Nasceu na pequena cidade de Felício dos Santos, no Vale do Jequitinhonha, em Minas Gerais, e ainda miúdo percorria as estradas vicinais de terra batida sempre a correr. Nascia uma paixão que se poderia considerar como vocação para as corridas. Aos oito anos trabalhou na lavoura em Minas Gerais e, jovem, mudou-se para o interior do Estado de São Paulo. Em 1956 foi morar em São Bernardo do Campo, onde trabalhou inicialmente na terraplanagem da fábrica da Volkswagen. Finda a tarefa, tornou-se metalúrgico na cidade, aposentando-se em 1983. Nessa nova fase, prosseguiu durante duas décadas a atividade de pintor de paredes. Se, durante seu trabalho árduo para sustento da família, como lavrador e posteriormente como metalúrgico, abdicou da prática esportiva, após se aposentar voltaria a correr para fugir do sedentarismo, como afirma. Primeiramente começou a andar e, a seguir, a correr, aumentando paulatinamente as distâncias e não mais interrompendo a segunda opção. Um vocacionado pode até ter tréguas prolongadas, mas habitualmente em certa etapa da vida retoma ao primeiro caminho norteador. Em entrevista ao Guia da Cidade – São Bernardo do Campo (Maio de 2011), Antônio Lopes, aos 83 anos de idade, disse lembrar-se do estímulo inicial: “… um senhor que caminhava no mesmo lugar que eu me informou de uma corrida que iria acontecer no Riacho Grande. Resolvi participar e não parei mais”.

Impressiona o número de corridas realizadas por Antônio. Cerca de 900 ou mais, pois conserva 867 medalhas, tendo oferecido a amigos muitas delas. Ao todo 25 São Silvestres, 7 Maratonas de São Paulo e 3 em Curitiba. Meus encontros com Antônio se dão nas corridas de 10k, sempre no final, pois é nesse momento que há uma confraternização. Encontro também com Hélio Toller, amigo comum, que o conduz às corridas juntamente com outros três corredores de São Bernardo e que, nos seus 75 e mais anos, é realmente bem veloz para a faixa etária.

Caracteriza a vida de Antônio um cuidado grande com a saúde, sem excessos de qualquer natureza. Para atingir os 92 anos em plena atividade há determinantes. Comedido à mesa, tem como base na alimentação: arroz, feijão, carne branca (peixe), legumes, verduras e frutas. Pela manhã: suco de laranja, mamão, banana com aveia, torrada e granola. Antônio não é hipertenso, não tem problemas físicos e cardíacos, não toma medicamento de uso contínuo. Disse-me acreditar que sua saúde é resultado do hábito de correr.

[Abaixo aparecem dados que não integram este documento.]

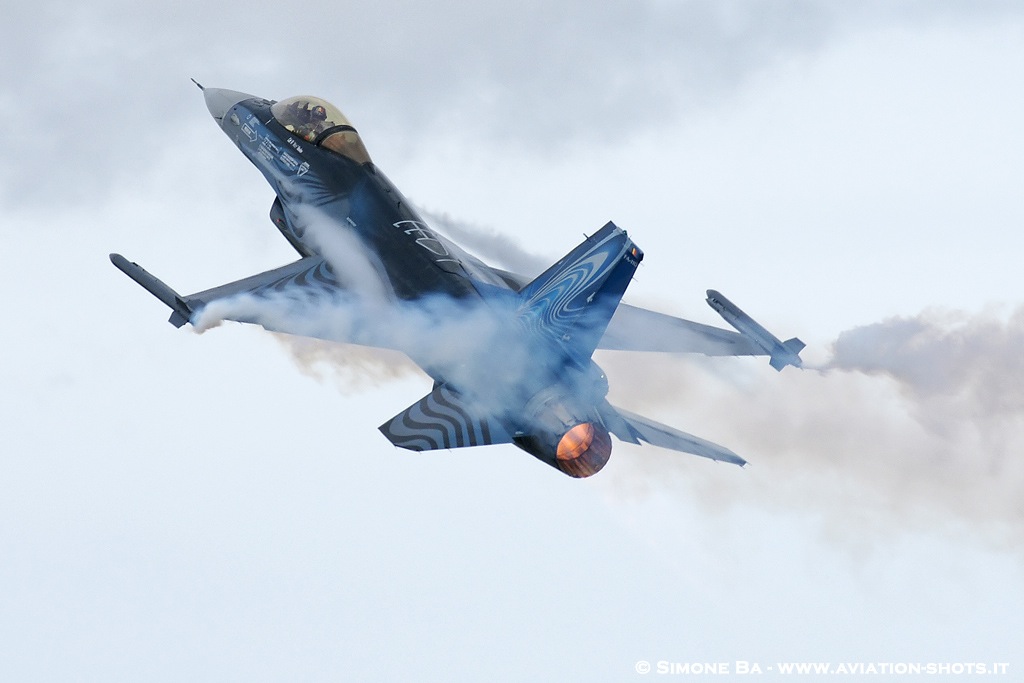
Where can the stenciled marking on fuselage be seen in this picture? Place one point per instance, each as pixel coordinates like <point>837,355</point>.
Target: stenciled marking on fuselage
<point>427,240</point>
<point>270,150</point>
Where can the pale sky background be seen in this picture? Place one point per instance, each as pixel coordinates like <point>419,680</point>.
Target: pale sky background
<point>182,507</point>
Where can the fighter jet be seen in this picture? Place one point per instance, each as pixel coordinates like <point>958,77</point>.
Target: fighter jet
<point>510,355</point>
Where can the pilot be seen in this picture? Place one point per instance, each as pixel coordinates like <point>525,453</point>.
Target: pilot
<point>311,122</point>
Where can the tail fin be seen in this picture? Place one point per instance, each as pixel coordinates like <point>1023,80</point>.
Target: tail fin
<point>792,357</point>
<point>573,300</point>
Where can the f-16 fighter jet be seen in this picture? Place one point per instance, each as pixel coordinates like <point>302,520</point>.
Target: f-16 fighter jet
<point>510,355</point>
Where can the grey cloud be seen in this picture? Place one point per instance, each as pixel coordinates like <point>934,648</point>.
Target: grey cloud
<point>94,88</point>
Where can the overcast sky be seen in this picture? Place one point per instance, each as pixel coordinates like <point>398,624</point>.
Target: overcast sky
<point>185,507</point>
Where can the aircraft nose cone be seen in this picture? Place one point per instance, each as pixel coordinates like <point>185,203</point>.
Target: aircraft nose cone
<point>219,101</point>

Em prova do Shopping União em Guarulhos, em 2018, subíamos uma ladeira lado a lado, o amigo Luiz Eduardo (70) e eu, quando, ao ultrapassar Antônio Lopes, nos demos conta de que exatos três decênios nos separavam, 70, 80, 90 anos. Motivo para comum alegria.

Divirto-me quando, após as corridas, recebo troféu de mais idoso. Batoré, amigo e corredor bem mais jovem e que quase sempre me acompanha até as largadas, comenta com sorriso largo. “Hoje o professor vai ganhar troféu, o nosso bom amigo Antônio não compareceu”. Em prova do Circuito da Longevidade Bradesco – participam alguns milhares de atletas amadores – estivemos no pódio a obedecer a faixa etária.

Posso afirmar que Antônio Lopes é um exemplo para mim. Vendo-o correr, o estímulo se acentua e sinto que, enquanto puder, estarei presente nas provas de rua. Sugeriria às organizações de corridas de rua que, ao saber da presença de Antônio Lopes entre os participantes, sempre o saudassem. Prestariam uma homenagem realmente a um fenômeno do pedestrianismo, como evidenciariam aos milhares de corredores de prova de rua que ali está presente uma figura singular da modalidade. Justo tributo a um atleta na acepção da palavra.

This post is a tribute to my fellow runner and friend Antônio Lopes, the dean of street runners, whom I have dubbed “phenomenon”. Having participated in about 900 races to date, he goes on with a surprisingly youthful disposition. Now 92, he is always the senior-most runner in the 80+ age group. Antônio is a well-oiled machine,an example of discipline and determination for younger runners, an athlete in the true sense of the word.